Background: Radiation emergencies are rare but can have minor confined effects to catastrophic consequences across the large geographical territories. Geographical disparities in the preparedness for radiation emergencies can negatively impact public-safety and delay protective actions. We examined such disparities using the global and regional radiation preparedness data from the revised annual International Health Regulations (IHR) datasets. Methods: We used IHR State Party Annual Reporting (SPAR) tool and its associated health indicators developed to mitigate public health-risk from radiation emergencies. Using the most recent (2019) SPAR database developed for radiation emergencies, along with 12 other cross-sector indicators, we examined the disparities among World Health Organization (WHO) state and region-wide capacity scores for operational preparedness. Findings: Based on the analysis of the 2019 annual reporting datasets from 171 countries, radiation emergency was one of the top 3 global challenges with an average global preparedness capacity of 55%. Radiation emergency preparedness capacity scores showed highest dispersion score amongst all 13 capacities suggesting higher disparities for preparedness across the globe. Only 38% of the countries had advanced functional capacity with ≥80% operational readiness, with 28% countries having low to very-low operational readiness. No geographical regions had ≥80% operational readiness for radiation emergencies, with 4/6 geographical regions showing limited capacity or effectiveness. Interpretation: We found major global disparities for the operational preparedness against radiation emergencies. Collaborative approaches involving the public health officials and policymakers at the regional and state levels are needed to develop additional guidance to adapt emergency preparedness plans for radiation incidents.

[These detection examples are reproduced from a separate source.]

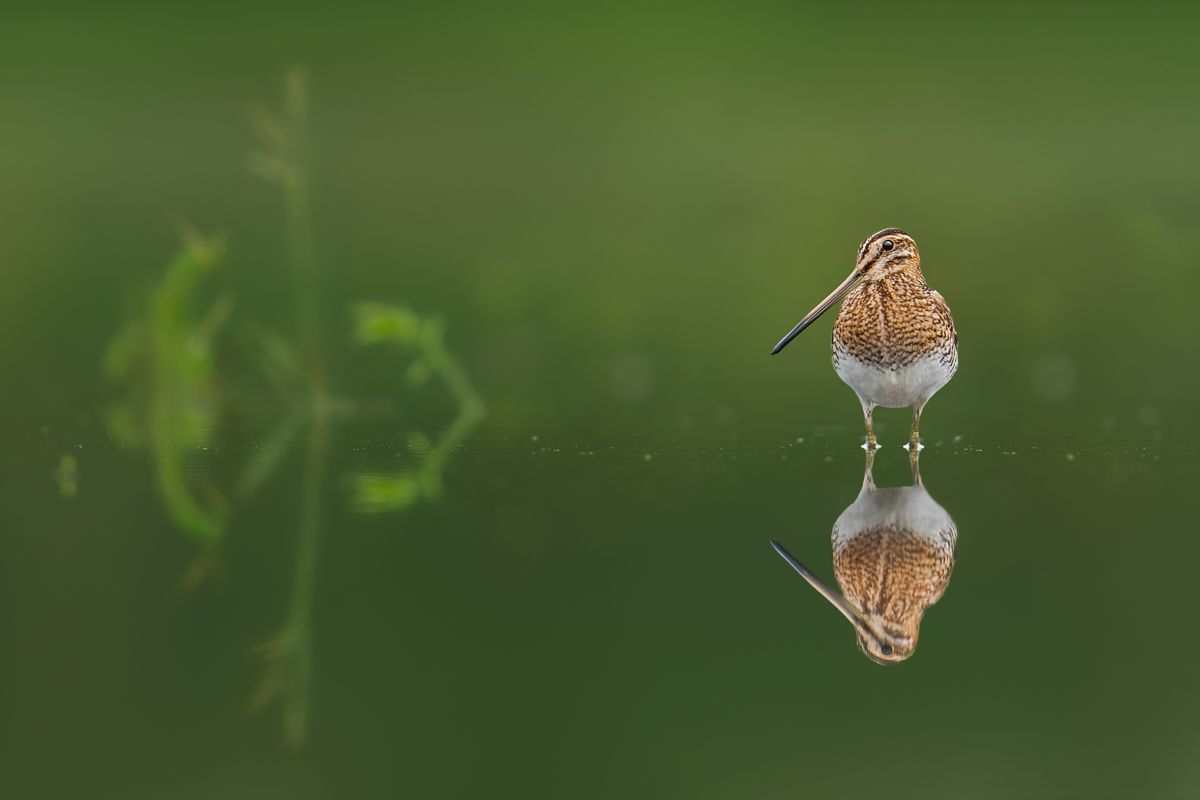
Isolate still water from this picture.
[0,5,1200,798]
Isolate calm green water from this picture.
[0,6,1200,798]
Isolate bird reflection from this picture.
[772,451,958,664]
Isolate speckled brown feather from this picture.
[833,261,958,369]
[833,525,955,648]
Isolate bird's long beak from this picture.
[770,269,863,355]
[770,540,870,633]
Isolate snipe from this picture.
[772,228,959,450]
[770,451,959,664]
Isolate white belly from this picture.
[833,353,959,408]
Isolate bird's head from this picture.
[770,228,920,355]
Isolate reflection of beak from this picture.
[770,539,874,637]
[770,270,863,355]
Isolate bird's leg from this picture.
[908,403,925,452]
[863,401,880,452]
[863,450,875,489]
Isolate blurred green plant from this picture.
[102,71,485,746]
[353,303,485,513]
[101,230,233,545]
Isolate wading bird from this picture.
[770,451,959,664]
[770,228,959,450]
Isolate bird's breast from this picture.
[833,282,956,369]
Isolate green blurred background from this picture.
[0,4,1200,798]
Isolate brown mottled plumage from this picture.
[773,451,958,664]
[773,228,959,449]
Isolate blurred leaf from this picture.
[354,303,421,344]
[352,473,421,513]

Funding Information: This research was supported by the National Center for Advancing Translational Sciences of the National Institutes of Health under award number UL1TR001412 to the University at Buffalo and Roswell Park Comprehensive Cancer Center, and by Roswell Park and National Cancer Institute under award number P30CA016056. UCS is supported by KO8HL131987 and RO1HL152090 Award from the National Institutes of Health (NIH)/National Heart, Lung, and Blood Institute (NHLBI). SP received support from NIH/NHLBI (Award Numbers R21HL154028 and RO1HL150266). Declaration of Interests: None.